El Mundial de la desigualdad, los liberales y los rojimios
El estadio de Manaos será una de las sedes del Mundial. Lo llamativo de este estadio no es solo que su construcción haya costado 280 millones de dólares –en parte por la dificultad de llevar los materiales a un lugar sin acceso por carretera-, sino el hecho de que solo será usado para cuatro partidos de la etapa inicial de la copa. Luego, el estadio no será usado o –en el mejor de los casos- será convertido en una cárcel, pues Manaos no tiene equipo profesional de fútbol (¡!). En Brasil, la fiesta del Mundial contrasta con una población que no está para nada contenta con el gobierno; sentimiento que se ha visto exacerbado con lo que es percibido como un despilfarro incitado por unas de las corporaciones multinacionales más exitosas y abrumadoramente poderosas: la FIFA.
El año pasado tuve la buena suerte de ir a Brasil, pero la mala suerte de llegar justo cuando estaban empezando las –ahora famosas- protestas. A pesar de vivir en Perú, un país no exento de protestas, las de Brasil me sorprendieron particularmente. Esto por su magnitud, por estar difundidas en todo el país que –de por si- es mucho más grande y poblado que Perú. En el hotel, veía pasar helicópteros mientras veía en las noticias como estaban quemando el Congreso (federal, de Río de Janeiro).

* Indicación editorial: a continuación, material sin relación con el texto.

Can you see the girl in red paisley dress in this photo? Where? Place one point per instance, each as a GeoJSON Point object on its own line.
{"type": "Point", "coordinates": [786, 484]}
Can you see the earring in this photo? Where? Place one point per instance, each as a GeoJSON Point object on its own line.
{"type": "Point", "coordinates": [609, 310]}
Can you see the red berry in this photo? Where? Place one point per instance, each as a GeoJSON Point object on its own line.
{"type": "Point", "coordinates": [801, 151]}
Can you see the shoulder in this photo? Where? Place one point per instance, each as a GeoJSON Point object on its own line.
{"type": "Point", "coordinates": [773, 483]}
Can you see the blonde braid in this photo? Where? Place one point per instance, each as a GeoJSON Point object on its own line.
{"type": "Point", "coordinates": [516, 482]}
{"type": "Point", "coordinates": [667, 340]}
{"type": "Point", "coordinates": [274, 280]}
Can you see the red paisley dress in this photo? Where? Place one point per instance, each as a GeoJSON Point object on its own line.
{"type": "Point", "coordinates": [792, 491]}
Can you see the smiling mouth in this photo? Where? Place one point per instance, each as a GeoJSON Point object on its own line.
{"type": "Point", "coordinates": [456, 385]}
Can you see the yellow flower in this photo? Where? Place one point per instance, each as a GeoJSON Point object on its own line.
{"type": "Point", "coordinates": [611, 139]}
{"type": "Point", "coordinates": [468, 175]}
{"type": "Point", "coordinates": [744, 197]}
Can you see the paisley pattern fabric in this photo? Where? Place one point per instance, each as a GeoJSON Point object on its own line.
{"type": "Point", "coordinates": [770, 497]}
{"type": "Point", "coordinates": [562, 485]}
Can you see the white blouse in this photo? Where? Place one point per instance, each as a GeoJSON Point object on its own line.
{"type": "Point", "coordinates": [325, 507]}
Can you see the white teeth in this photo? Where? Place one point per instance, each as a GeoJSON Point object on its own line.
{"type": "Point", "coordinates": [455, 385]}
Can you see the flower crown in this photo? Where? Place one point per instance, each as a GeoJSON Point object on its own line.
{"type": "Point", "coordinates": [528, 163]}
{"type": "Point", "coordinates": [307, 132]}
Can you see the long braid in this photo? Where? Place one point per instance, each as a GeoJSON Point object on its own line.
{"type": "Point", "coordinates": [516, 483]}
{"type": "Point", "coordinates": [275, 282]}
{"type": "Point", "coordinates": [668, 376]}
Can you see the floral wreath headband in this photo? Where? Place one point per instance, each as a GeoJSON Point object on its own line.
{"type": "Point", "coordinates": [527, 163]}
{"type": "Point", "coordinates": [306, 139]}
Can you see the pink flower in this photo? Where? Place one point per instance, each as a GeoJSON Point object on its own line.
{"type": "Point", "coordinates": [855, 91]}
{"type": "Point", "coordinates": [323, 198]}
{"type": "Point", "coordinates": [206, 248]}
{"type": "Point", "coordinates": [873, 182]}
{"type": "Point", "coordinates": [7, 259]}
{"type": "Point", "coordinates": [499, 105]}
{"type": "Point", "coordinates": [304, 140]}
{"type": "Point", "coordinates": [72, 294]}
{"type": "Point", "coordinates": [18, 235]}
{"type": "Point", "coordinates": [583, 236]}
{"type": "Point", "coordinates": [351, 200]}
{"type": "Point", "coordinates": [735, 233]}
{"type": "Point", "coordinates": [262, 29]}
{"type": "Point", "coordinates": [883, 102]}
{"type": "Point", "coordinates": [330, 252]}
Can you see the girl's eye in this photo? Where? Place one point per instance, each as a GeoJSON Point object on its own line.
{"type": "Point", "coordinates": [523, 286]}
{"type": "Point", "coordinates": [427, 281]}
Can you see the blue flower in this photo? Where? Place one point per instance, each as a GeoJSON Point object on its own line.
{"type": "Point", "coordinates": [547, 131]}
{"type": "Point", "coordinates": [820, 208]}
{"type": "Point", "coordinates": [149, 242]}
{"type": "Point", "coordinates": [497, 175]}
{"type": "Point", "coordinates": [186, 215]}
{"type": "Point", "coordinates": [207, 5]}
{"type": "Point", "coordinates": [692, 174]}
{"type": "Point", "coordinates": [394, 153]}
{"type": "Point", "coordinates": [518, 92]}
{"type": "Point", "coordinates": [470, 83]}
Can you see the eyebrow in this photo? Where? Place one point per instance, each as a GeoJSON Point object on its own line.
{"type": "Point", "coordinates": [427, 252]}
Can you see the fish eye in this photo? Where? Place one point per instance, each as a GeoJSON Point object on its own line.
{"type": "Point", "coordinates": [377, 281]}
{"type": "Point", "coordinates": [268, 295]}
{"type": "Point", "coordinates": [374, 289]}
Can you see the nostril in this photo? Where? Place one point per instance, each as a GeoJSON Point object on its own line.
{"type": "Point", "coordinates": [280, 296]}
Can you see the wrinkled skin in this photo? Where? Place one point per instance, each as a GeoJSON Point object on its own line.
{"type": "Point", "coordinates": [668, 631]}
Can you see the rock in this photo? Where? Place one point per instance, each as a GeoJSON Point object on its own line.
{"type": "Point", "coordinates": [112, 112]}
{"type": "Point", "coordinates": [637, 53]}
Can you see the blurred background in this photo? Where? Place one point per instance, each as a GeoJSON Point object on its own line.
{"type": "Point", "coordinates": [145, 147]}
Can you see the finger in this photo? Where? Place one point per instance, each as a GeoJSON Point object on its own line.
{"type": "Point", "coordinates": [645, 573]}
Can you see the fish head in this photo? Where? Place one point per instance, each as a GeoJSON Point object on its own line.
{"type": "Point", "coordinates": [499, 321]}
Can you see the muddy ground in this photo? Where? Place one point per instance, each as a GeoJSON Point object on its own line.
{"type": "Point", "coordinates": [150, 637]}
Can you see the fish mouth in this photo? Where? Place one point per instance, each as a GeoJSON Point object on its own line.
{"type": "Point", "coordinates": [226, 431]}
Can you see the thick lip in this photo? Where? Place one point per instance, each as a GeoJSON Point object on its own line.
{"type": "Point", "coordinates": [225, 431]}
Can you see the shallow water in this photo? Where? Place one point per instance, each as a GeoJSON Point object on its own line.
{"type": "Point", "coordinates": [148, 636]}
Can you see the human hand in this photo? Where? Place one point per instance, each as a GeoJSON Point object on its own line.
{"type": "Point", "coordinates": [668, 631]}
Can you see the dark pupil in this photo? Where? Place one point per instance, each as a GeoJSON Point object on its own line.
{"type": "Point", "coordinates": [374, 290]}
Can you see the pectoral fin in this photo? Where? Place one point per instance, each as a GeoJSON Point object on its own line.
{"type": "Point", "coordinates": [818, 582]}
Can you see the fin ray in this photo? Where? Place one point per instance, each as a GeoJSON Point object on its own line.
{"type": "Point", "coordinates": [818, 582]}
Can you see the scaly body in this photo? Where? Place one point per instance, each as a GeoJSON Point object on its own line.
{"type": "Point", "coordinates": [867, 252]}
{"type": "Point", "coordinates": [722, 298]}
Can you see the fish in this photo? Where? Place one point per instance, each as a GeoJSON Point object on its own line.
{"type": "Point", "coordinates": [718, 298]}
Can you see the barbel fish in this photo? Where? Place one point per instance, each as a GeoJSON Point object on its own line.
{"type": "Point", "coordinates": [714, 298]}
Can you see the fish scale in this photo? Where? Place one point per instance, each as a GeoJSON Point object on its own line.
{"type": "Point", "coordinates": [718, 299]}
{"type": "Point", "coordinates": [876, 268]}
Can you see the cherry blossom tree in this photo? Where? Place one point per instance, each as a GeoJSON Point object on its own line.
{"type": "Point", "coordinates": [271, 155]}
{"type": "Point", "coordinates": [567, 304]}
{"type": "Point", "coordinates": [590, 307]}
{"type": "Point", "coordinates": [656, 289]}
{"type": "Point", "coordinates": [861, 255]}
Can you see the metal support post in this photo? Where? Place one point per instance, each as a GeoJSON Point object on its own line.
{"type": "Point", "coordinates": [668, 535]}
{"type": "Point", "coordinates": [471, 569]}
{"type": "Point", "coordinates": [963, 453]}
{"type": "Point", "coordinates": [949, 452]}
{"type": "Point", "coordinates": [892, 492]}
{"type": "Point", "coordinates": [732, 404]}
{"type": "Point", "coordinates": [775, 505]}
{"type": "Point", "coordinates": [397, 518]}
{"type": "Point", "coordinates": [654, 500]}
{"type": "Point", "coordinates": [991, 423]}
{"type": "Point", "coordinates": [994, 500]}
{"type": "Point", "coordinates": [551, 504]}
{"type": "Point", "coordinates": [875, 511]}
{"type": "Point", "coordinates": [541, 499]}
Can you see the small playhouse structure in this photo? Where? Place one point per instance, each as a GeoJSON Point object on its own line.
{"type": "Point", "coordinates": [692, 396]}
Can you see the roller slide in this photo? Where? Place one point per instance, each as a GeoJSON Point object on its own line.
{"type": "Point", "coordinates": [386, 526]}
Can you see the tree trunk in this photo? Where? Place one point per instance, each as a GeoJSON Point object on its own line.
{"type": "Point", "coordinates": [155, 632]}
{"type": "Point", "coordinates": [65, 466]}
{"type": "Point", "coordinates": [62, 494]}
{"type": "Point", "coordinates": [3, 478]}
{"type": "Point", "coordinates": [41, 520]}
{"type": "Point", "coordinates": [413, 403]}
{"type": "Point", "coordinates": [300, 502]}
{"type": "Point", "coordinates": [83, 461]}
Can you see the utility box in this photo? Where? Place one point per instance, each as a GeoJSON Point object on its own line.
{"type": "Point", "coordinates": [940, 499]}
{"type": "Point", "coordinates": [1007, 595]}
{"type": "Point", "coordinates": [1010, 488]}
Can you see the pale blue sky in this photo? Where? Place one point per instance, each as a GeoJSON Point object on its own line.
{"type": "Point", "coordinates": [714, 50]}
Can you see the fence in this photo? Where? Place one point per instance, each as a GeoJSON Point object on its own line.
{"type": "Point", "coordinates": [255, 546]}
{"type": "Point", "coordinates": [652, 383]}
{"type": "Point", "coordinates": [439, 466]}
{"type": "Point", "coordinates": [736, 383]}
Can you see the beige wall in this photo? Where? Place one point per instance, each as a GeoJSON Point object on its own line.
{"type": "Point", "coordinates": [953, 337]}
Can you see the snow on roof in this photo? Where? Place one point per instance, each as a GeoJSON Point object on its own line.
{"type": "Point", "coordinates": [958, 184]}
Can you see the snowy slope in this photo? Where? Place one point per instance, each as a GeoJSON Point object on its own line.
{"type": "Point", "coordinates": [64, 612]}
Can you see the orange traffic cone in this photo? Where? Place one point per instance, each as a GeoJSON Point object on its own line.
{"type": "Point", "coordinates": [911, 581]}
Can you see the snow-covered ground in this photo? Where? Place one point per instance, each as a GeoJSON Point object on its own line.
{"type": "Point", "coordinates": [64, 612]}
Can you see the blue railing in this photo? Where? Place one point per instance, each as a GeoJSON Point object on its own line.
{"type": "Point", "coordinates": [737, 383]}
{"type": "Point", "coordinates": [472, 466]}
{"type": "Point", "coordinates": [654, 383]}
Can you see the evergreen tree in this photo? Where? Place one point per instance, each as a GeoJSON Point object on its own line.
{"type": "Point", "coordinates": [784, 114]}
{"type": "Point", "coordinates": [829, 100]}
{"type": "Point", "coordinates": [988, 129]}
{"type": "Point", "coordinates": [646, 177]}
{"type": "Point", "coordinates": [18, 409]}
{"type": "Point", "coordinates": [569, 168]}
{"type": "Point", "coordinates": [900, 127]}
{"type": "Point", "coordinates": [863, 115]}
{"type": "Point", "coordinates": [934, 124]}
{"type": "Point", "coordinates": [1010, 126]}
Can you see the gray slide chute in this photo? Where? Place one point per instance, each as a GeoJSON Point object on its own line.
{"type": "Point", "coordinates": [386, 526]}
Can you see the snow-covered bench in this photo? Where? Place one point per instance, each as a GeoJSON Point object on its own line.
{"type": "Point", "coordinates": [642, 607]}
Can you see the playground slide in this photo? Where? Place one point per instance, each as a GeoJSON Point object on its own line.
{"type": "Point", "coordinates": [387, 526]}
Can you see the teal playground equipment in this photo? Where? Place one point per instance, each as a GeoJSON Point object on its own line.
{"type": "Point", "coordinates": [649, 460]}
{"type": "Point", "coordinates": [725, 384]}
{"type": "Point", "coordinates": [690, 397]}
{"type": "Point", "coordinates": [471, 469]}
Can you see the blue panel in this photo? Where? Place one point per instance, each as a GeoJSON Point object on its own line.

Los motivos de las protestas son el incremento de precios del transporte público; la realización de los juegos olímpicos en Rio; el reclamo de mayor gasto en salud y educación y –claro está- el desmesurado gasto para la realización del Mundial. Por si no fuera poco, la FIFA ha presionado para no pagar tributos, aumentando sus ya exorbitantes ganancias; además de haber hecho lobby para que Budweiser –patrocinador- pueda vender cerveza, a pesar de la inseguridad que ocasiona en los estadios. Para ver todos los atropellos juntos en un excelente video: aquí.
Socialismo y teoría económica de la regulación: ¿qué tienen en común?
Me han dicho tantas veces que soy un “agente de las empresas” (para decirlo bonito) por decir que deberían anular tal o cual regulación; que no me alcanzan los dedos de las manos para contarlas. Sin embargo, si habitualmente me opongo a la regulación es porque sé que el Estado y las empresas están habitualmente unidas –sobretodo en los países mercantilistas- en perjuicio de la sociedad, cuando utilizan la regulación para promover sus intereses. Muchas veces se cree que la regulación va en contra de las empresas, cuando la mayoría de veces es lo inverso. La regulación se vende –como cualquier producto- al mejor postor. El mejor postor es habitualmente el que tienen más recursos, está mejor organizado y puede capturar mejor las ganancias. Piense, por ejemplo, en la regulación de la publicidad: ¿cuál es el efecto de restringir la publicidad de un producto? Subir su precio y reducir la competencia. ¿A quién le conviene tener menos competidores y un precio más alto? Ahí tiene su respuesta.
Mis amigos rojimios suelen tener una aproximación semejante, solo que dramatizan lo que yo veo como un proceso económico “natural”. Así, su discurso suele ser un poco más contestatario en contra del orden establecido: “el sucio capital”; “las malditas empresas”, etc.
Donde habitualmente diferimos es en las recetas: mientras que los más “liberales” pensamos en términos de desregulación, los menos liberales –desde mi punto de vista, contradictoriamente- ponen énfasis en el control estatal de las empresas. Con ideas románticas, creen que el Estado se puede reformar, de tal modo que deje de servir los intereses de los grupos empresariales, gremios o incluso a los consumidores y pase a servir a la sociedad. Para ellos, la “mala” regulación, no necesariamente tiene que pasar a ser no-regulación, sino una mejor regulación.
Últimamente, para empeorar el panorama, ha surgido un tal Piketty que propone mayor redistribución para aliviar problemas de pobreza y desigualdad. Ha justificado su retórica distributiva en el supuesto beneficio que tendría la mayor igualdad en el crecimiento de los países. Sea esto cierto o no, no deja de ser una idea romántica e impracticable, por cuanto, como nos enseña Holcombe (1998: Tax Policy from a Public Choice Perspective. National Tax Journal), el sistema fiscal no es un buen instrumento redistributivo, por dos motivos:
“(…). En primer lugar, el uso explícito de los impuestos como mecanismo redistributivo invita al incremento de los costos políticos. En segundo lugar, el proceso democrático de toma de decisiones no es muy adecuado para mejorar el bienestar social a través de la redistribución de cualquier modo, ya que éste tiende a favorecer a los que tienen poder político en lugar de aquellos que están en necesidad”.